Lecture 2 from Tim Bates: Questionnaire Design
Techniques often have strengths and limitations: We'll put lecture 1 into practice via thinking about questionnaire design
Questions/revision from students
- What's a good starter paper on enhancing replicability?
- What is a good guide to causality and modelling?
- This is a very readable book on that topic: Shipley, B. (2000). Cause and correlation in biology : a user's guide to path analysis, structural equations, and causal inference. Cambridge, UK ; New York, NY. USA: Cambridge University Press.
- What is "superficial validity"?
- That was a descriptive slide heading about validity in terms of "seeming right" or agreeing with some observer. I changed it to "surface-level" now.
- Is content validity to do with the precise content of the questions, whereas criterion validity is sort of making sure you're looking at the relevant outcome?
- Content validity refers to items seeming (to some observer) to have content that matches the construct being measured. Criterion validity refers to predicting an outcome that (some observers agree) measures the construct. So if higher IQ scores predicted better exam grades, that might count as criterion validity. Another researcher might claim that this is a new discovery: that IQ is related to school. In the end both are true. Which is why I called these surface-level validity in my lecture.

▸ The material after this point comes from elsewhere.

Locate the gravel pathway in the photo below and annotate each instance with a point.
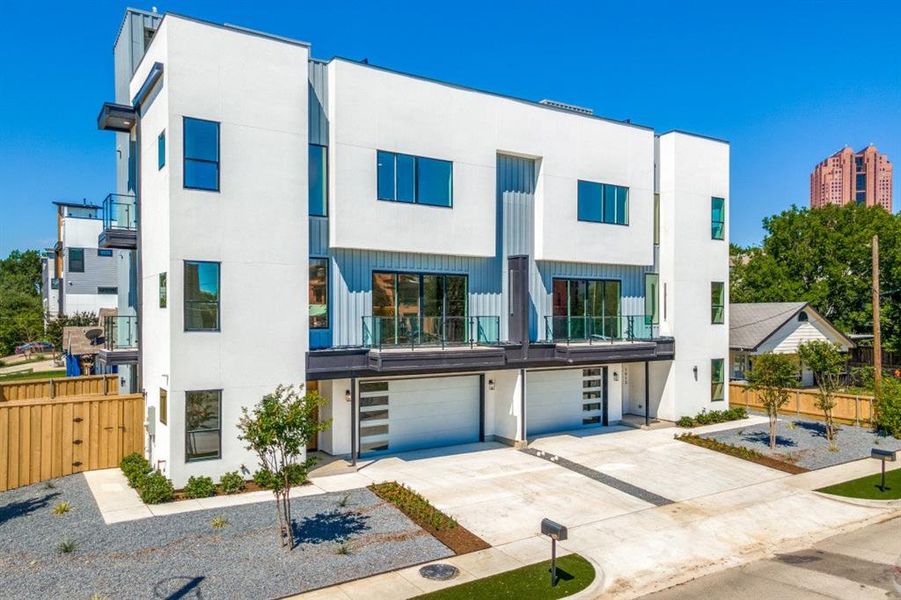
(183, 556)
(804, 443)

- Is it the case that face validity is separate to content and criterion validity, or is it subsumed by them? As is the case with predictive and concurrent validity?
- Lots of these terms are, in my opinion a bit like, the old descriptions med schools taught of schizophrenia "hebephrenic" "catatonic". They were descriptive at best, and a substitute for better understanding. That said. Face validity requires only that you or some expert says "that looks right to me". Content validity is clearly very closely linked to this idea. Criterion validity is clearly quite different.

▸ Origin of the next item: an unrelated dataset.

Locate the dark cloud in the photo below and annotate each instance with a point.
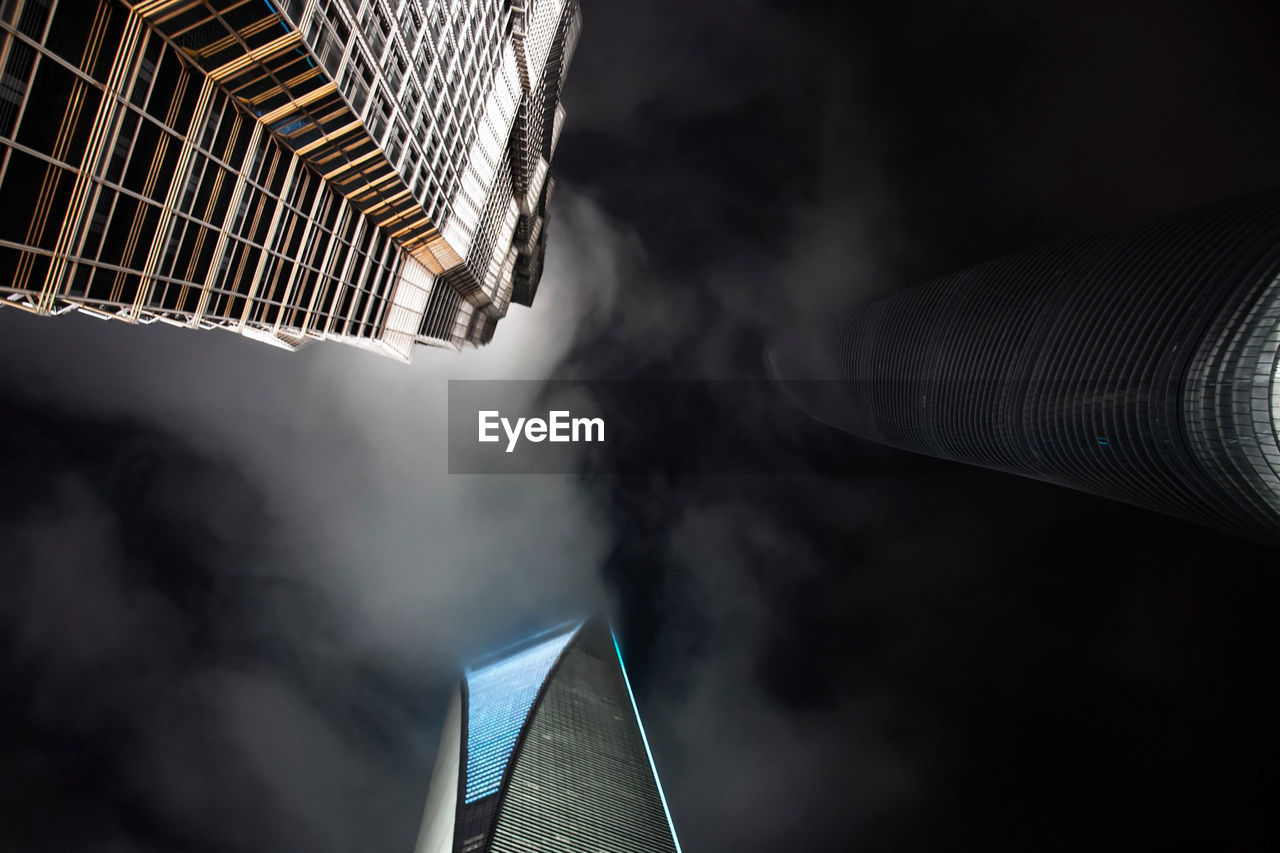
(238, 582)
(878, 651)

- You have a slide title mentioning "external and internal manifestations of bias". What this was relating to?
- I changed this to "How might test-bias be visible in data?" which is hopefully more clear.
- Could you perhaps clarify the difference between culturally biased and culturally loaded
- In measurement theory, the idea of bias implies a problem in measurement: the measured result does't accurately reflect the underlying trait we want to measure. So a culturally biased test is one which doesn't measure the same thing in two cultures. A culturally loaded test is one which measures something that is affected by culture. So a test could be culturally loaded but not biased, or not cultural lay loaded, but be biased, or be both culturally loaded and biased.

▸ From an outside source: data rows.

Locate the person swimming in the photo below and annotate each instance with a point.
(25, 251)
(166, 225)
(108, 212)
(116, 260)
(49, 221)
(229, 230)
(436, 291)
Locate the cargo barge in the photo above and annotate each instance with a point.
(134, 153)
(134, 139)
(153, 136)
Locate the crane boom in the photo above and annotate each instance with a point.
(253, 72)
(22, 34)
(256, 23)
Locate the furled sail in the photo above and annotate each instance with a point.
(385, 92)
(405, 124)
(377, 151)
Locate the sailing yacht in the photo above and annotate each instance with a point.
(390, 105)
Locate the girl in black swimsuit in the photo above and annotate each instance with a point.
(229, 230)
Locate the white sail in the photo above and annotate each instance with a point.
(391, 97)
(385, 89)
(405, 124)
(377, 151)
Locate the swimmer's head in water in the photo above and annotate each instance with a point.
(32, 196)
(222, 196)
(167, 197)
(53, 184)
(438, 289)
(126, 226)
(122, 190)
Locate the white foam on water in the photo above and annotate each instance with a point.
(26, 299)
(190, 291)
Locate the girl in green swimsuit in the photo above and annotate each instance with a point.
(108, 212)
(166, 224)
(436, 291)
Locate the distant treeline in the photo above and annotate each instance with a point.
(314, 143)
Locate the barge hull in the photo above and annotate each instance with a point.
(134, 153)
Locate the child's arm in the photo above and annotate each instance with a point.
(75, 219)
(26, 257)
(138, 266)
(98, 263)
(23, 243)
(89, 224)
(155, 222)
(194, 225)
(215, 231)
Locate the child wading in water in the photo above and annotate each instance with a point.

#You give examples of culturally loaded questions (Edinburgh parks and E=mc^2), stating that the Physics question is lower on bias (presumably because E=mc^2 is more universally known, thus it can be assumed that more people across the globe will recognise this equation as opposed to a question detailing knowledge of Edinburgh parks). Thus, is the Edinburgh park question higher on bias?
* That was what I intended. I think I mentioned that Binet in his testing sought to build items which were either not dependent on experience, or were dependent only on experiences which all subjects could be expected to have had. In that way, he sought to minimise bias. If you define your population within which the test is to be used (say, people born and living in Edinburgh), then a measure of park knowledge would not be biased.
- Is bias dependent, then, on the samples of participants you ask?
- Yes, as stated above, a test bias will only be manifested when groups are tested which differ in some way the test-constructor did not anticipate. For instance, if you discovered that naming Edinburgh parks was a biased item for Taxi drivers in Aberdeen, you could modify the test to use "local parks".